Meitanur menjelaskan bahwa Putusan MK Nomor 128/PUU-XXIV/2026 merupakan langkah penting dalam memperkuat perlindungan hak politik perempuan. Menurutnya, pengawasan Bawaslu tidak lagi cukup berfokus pada aspek prosedural, tetapi harus diarahkan pada pengawasan yang berorientasi pada penegakan konstitusi dan perlindungan hak politik perempuan. Bawaslu perlu memastikan kebijakan afirmasi keterwakilan perempuan benar-benar diwujudkan melalui pengawasan preventif, korektif, dan represif sehingga prinsip pemilu yang jujur, adil, setara, dan non-diskriminatif dapat terlaksana.

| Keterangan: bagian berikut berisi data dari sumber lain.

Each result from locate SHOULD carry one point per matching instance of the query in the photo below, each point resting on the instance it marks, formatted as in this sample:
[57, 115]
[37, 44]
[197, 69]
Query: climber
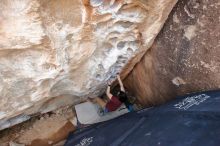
[114, 102]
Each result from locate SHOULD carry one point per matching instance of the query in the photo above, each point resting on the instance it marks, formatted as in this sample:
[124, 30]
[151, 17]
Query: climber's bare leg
[101, 102]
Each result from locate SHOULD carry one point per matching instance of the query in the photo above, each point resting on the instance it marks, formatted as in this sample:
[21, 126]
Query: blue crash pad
[191, 120]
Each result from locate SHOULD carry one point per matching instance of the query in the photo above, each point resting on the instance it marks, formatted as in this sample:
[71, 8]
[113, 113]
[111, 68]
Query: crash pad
[88, 113]
[190, 120]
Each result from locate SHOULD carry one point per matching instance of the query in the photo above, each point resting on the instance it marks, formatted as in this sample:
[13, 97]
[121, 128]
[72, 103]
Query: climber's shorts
[105, 110]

Ia menegaskan bahwa pasca Putusan MK, pemenuhan kuota perempuan bukan lagi sekadar formalitas administratif. Partai politik wajib memenuhi keterwakilan perempuan minimal 30 persen pada setiap daerah pemilihan. Apabila tidak terpenuhi, terdapat konsekuensi berupa tidak diikutsertakannya partai politik pada daerah pemilihan tersebut. Karena itu, Bawaslu perlu mengawal implementasi putusan secara ketat serta meningkatkan partisipasi masyarakat dalam proses pengawasan.

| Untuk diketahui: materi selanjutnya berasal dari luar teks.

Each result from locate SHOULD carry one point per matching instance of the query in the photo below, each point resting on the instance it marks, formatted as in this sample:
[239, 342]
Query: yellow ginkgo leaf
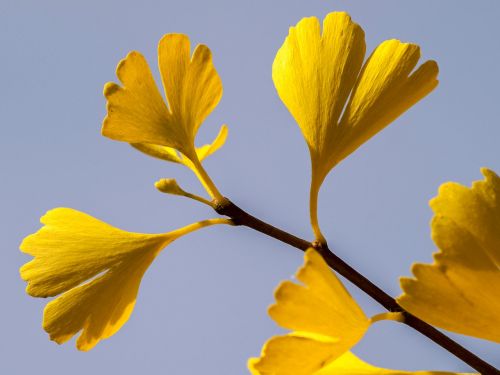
[337, 102]
[349, 364]
[94, 267]
[460, 290]
[325, 319]
[172, 155]
[137, 112]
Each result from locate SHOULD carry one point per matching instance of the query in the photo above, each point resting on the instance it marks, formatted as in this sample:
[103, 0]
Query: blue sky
[202, 304]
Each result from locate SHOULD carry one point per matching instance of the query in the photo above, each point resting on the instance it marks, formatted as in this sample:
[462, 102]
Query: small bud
[169, 186]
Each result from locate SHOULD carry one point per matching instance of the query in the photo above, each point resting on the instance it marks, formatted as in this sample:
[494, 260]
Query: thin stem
[198, 225]
[313, 209]
[240, 217]
[205, 180]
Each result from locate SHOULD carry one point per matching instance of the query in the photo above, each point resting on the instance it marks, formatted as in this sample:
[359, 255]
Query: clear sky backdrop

Sementara itu, Nur Aliah Saparida memaparkan bahwa Putusan MK membawa perubahan signifikan dibanding ketentuan sebelumnya. Jika regulasi terdahulu belum mengatur sanksi secara tegas bagi partai politik yang tidak memenuhi kuota perempuan, kini terdapat konsekuensi hukum yang menjadi dasar penguatan pengawasan. Menurutnya, diperlukan penyesuaian regulasi teknis melalui PKPU maupun Perbawaslu agar implementasi putusan dapat berjalan secara efektif.

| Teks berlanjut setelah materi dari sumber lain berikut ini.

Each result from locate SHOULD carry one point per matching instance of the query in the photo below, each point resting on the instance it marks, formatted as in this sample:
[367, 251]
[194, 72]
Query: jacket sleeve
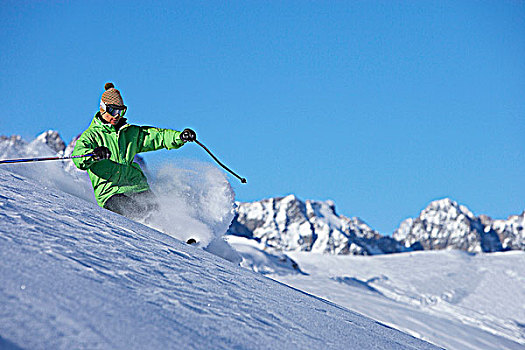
[83, 146]
[152, 139]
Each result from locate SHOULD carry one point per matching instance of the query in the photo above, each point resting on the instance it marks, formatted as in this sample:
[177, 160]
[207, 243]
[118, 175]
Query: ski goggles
[114, 110]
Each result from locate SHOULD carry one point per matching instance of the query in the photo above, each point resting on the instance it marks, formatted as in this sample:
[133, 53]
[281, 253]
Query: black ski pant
[135, 206]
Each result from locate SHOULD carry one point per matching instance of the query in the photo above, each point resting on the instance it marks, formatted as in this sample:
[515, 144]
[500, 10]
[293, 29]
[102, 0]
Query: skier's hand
[188, 135]
[100, 153]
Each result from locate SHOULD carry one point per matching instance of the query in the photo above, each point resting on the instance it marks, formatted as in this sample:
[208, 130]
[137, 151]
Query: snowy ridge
[445, 224]
[290, 224]
[77, 276]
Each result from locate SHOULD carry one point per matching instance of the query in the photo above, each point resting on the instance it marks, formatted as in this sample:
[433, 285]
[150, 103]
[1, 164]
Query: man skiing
[119, 183]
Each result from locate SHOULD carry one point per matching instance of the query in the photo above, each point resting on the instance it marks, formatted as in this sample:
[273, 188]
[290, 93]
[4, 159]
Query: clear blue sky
[381, 106]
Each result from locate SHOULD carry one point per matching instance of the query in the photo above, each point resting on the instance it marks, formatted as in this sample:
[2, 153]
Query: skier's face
[113, 120]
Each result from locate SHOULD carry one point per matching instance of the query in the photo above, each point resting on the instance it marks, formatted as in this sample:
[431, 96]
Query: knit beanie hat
[111, 95]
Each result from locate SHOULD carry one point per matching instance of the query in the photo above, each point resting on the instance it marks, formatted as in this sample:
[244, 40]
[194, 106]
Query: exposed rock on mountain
[290, 224]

Nur Aliah menambahkan bahwa fokus pengawasan Bawaslu meliputi pemenuhan kuota perempuan pada setiap daerah pemilihan, keabsahan data calon perempuan, serta pencegahan pelanggaran administrasi sejak tahap pencalonan. Pengawasan tersebut harus dilakukan melalui kolaborasi lintas divisi agar setiap potensi pelanggaran maupun sengketa dapat diantisipasi sejak dini. Selain itu, pengawasan juga bertujuan menjamin terpenuhinya hak politik perempuan untuk memperoleh kesempatan yang setara dalam proses demokrasi.